5.2      ADMINISTRATION AND ENFORCEMENT OF MORTGAGES

(A)      The Mortgages Trustee and the Beneficiaries hereby direct the Servicer
         to administer the Loans comprised in the Portfolio and carry out its
         specific obligations under this Agreement in accordance with the
         Seller's Policy.



                                       10


(B)      The Servicer will, in relation to any default by a Borrower under or in
         connection with a Loan or a Mortgage comprised in the Portfolio, comply
         with the Enforcement Procedures or, to the extent that the Enforcement
         Procedures are not applicable having regard to the nature of the
         default in question, take such action as is not materially prejudicial
         to the interests of the Mortgages Trustee (as trustee for the
         Beneficiaries) and the Beneficiaries under the relevant MIG Policy,
         provided that:

         (i)      the Servicer shall only become obliged to comply with the
                  Enforcement Procedures (to the extent applicable) or to take
                  action as aforesaid after it has become aware of the default;

         (ii)     it is acknowledged by the Beneficiaries that mortgage lenders
                  generally exercise discretion in pursuing their respective
                  enforcement procedures and that the Servicer may exercise such
                  discretion as would a Reasonable, Prudent Mortgage Lender in
                  applying the Enforcement Procedures to any particular
                  defaulting Borrower or taking action as aforesaid, provided
                  that in exercising such discretion the interest of Funding 1
                  in the Portfolio is not materially prejudiced; and

         (iii)    in any case where any of the Insurance Policies requires exact
                  compliance with certain enforcement procedures the Servicer
                  shall procure the prior written consent of the relevant
                  insurance company for any deviation by it from such
                  enforcement procedures.

5.3      RECORDS

         The Servicer shall keep and maintain records in relation to the
         Portfolio, on a Loan by Loan basis, for the purposes of identifying
         amounts paid by each Borrower, any amount due from a Borrower and the
         principal balance (and, if different, the total balance) from time to
         time outstanding on a Borrower's account and such other records as
         would be kept by a Reasonable, Prudent Mortgage Lender. The Servicer
         will provide such information to the Mortgages Trustee and/or Funding 1
         and/or the Security Trustee or to their order at any time upon
         reasonable notice subject to the Servicer being reasonably capable of
         providing such information without significant additional cost and
         subject to the provisions of the Data Protection Act 1998 and other
         applicable legislation from time to time and provided that no duty of
         confidence and no industry code of practice will or may be breached
         thereby.

5.4      TRUST

(A)      If the Servicer in carrying out its functions as Servicer under this
         Agreement receives (including in its capacity as agent for the
         Mortgages Trustee and the Beneficiaries) any money whatsoever arising
         from the Loans and their Related Security, which money belongs to the
         Mortgages Trustee (as trustee for the Beneficiaries) and is to be paid
         to the Mortgages Trustee GIC Account pursuant to this Agreement or any
         of the other Transaction Documents or otherwise, it will hold such
         monies on trust for the Mortgages Trustee and shall keep such money
         separate from all other monies held by the Servicer and shall, as soon
         as reasonably practicable and in any event within the time limits
         referred to in CLAUSE 5.1, pay the monies into the Mortgages Trustee
         GIC Account.

(B)      All other sums received by the Servicer in respect of the Loans and
         their Related Security shall be held by the Servicer for itself.
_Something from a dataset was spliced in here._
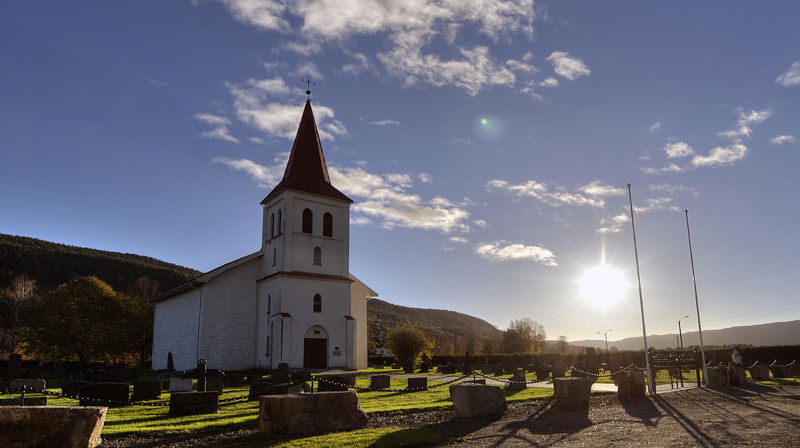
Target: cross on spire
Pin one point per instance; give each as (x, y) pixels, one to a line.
(308, 86)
                                       11


6.       NO LIABILITY

6.1      The Servicer shall have no liability for any obligation of a Borrower
         under any Loan comprised in the Portfolio or any Related Security and
         nothing herein shall constitute a guarantee, or similar obligation, by
         the Servicer of any Loan, Mortgage or any Borrower.

6.2      Save as otherwise provided in this Agreement, the Servicer shall have
         no liability for the obligations of the Mortgages Trustee or the
         Beneficiaries under any of the Transaction Documents or otherwise and
         nothing herein shall constitute a guarantee, or similar obligation, by
         the Servicer of the Mortgages Trustee or the Beneficiaries in respect
         of any of them.

7.       NEW LOANS

7.1      The Portfolio may be augmented from time to time by the assignment to
         the Mortgages Trustee on any Distribution Date of a New Portfolio by
         the Seller.

7.2      The assignment of each New Portfolio to the Mortgages Trustee will in
         all cases be subject to the terms set out in the Mortgage Sale
         Agreement including, without limitation, the conditions set out in
         CLAUSES 4 of the Mortgage Sale Agreement and the representations and
         warranties set out in CLAUSE 8 of the Mortgage Sale Agreement.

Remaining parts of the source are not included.